After many years of procrastination, the rickety half trellis fence is no more. All of the fencers who provided quotes seemed jolly good and were similar price-wise, but only one was able to do the work before the spring. The idea of bulbs getting flattened on the cusp of flowerhood wasn’t very appealing and so the chap who was able to replace the fence before Christmas (well before Christmas as it turned out) was hired. He did a great job too…
1. An overly rampant Jasmine used to help provide some privacy on the trellis section of the old fence in the summer but during the winter you were left feeling very exposed. In theory, the Jasmine (which appears to have started life on the neighbours’ side between the fence and their raised bed) is no more, although I suspect there’s still quite a bit lurking beneath the soil, just biding its time. The new fence is wonderfully anti-social and somehow you feel more at ease when out pottering. It is rather fence-like though, and that leads us to SoS number 2.
2. A Cotoneaster horizontalis. The Pyracantha that was originally growing in this spot was chopped back and dug up the other weekend in preparation for the new metal posts (I’m sure a blackbird eyed me disdainfully as the berry laden Pyracantha branches were loaded into the car). Last Sunday, at dusk, I decided to fill the spot vacated by the fearsome Firethorn with a Cotoneaster that had been growing, largely forgotten, in a dark and shady spot on the other side of the garden. Acquired from the former ancestral home/free plant nursery in North Wales a number of years ago, I hadn’t realised how big it had gotten. Last minute winter evening shrub moving doesn’t really lend itself to careful diggage to ensure mininimal root damage, but hopefully it will survive and provide the birds with berries for many years to come.
3. Another plant that had to get chopped back and dug up was a Coronilla that had been grown as a climber.

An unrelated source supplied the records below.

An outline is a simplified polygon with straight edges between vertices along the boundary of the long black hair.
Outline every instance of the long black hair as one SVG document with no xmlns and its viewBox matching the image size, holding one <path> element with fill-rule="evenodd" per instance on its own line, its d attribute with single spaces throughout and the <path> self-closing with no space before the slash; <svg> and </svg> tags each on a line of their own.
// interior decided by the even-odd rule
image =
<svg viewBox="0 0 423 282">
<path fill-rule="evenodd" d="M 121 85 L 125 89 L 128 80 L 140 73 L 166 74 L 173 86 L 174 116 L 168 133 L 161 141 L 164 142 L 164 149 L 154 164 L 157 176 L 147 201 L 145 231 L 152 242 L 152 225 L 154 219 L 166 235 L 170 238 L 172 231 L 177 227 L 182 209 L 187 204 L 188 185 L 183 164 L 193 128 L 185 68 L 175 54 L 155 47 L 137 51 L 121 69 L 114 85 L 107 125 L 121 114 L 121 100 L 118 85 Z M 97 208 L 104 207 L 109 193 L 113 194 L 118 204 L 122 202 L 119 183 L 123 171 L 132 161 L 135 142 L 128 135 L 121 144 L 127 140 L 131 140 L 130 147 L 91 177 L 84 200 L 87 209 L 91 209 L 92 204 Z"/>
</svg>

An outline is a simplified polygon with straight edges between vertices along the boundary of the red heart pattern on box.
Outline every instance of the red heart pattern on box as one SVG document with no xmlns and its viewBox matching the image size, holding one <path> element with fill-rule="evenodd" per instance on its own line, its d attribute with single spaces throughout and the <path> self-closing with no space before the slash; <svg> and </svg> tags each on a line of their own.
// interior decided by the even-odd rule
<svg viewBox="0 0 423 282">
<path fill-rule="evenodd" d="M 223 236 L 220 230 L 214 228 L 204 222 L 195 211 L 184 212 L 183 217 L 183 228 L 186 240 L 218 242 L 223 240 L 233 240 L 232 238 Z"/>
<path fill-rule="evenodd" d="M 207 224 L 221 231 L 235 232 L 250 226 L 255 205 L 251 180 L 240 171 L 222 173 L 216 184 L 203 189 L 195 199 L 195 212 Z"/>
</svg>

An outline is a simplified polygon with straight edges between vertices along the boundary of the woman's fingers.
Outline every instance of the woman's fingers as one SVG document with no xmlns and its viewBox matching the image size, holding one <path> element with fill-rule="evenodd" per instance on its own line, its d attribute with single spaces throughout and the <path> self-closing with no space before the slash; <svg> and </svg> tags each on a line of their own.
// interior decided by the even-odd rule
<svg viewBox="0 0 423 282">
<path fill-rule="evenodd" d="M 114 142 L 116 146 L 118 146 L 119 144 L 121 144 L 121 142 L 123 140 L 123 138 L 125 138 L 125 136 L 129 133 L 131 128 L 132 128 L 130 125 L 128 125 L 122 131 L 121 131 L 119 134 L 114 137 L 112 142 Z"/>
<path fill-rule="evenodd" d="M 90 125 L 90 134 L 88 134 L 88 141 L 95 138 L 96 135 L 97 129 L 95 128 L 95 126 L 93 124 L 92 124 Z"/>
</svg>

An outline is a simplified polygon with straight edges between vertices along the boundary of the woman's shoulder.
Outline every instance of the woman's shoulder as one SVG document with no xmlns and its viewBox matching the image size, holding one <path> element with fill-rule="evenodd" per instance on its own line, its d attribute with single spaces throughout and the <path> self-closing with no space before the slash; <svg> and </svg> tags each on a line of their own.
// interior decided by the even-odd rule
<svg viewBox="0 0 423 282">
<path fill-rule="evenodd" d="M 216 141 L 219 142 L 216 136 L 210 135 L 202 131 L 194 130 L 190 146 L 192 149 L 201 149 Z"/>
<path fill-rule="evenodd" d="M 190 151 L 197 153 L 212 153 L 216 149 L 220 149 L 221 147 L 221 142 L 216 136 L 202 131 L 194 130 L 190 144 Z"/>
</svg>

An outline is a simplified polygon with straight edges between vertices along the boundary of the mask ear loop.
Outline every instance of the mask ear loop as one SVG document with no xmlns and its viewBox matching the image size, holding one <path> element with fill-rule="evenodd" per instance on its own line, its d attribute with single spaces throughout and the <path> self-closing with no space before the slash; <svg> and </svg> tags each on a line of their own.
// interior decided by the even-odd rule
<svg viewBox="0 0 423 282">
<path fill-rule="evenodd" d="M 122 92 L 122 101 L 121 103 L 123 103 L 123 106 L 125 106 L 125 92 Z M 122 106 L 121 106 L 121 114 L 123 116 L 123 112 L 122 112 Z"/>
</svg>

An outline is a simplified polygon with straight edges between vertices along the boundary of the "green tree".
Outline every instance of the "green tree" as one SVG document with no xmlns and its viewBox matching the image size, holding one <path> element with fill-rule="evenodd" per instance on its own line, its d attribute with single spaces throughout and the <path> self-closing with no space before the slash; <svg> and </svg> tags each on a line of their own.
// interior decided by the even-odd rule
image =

I’ve plonked it back in the ground in the hope that it survives. If not, a replacement will be acquired; a second winter/spring without the fragrant pale-yellow flowers of a Coronilla in the back garden is unthinkable. In the meantime, the Prunus Kojo-no-mai (which is looking even more fiery than it did a few weeks ago) will have a bit more space to spread its branches. I suspect they’ll be bare of leaf in a week or so.
4. Now I’ll come back to the flowering red rose that’s growing near Kojo in a moment. First though, come and take a look at this climbing patio rose growing up the metal arch. ‘Little Rambler’ has never looked so good or smelled so sweet as it does now. Planted back in 2020 it’s finally starting to make some progress of the vertical kind.
5. Back to the red rose, ‘Nerf Herder’ is still going strong. What was that? Err… no, that’s not its real name. I’d have to search past posts to remind myself of what it’s really called.
6. And finally… it’s a Calendula that also featured a while back. How much longer flowerage will continue now that temperatures have begun to fall who knows. It got down to 0.6 last night.
They were my Six on Saturday, a meme originally started by The Propagator. For more Sixes on Saturday, from all around the world, head over to the blog of the current Six on Saturday host, Jim. Right, I’m going to make a start on bulb planting. I just wish I was feeling a little more enthusiastic about the task.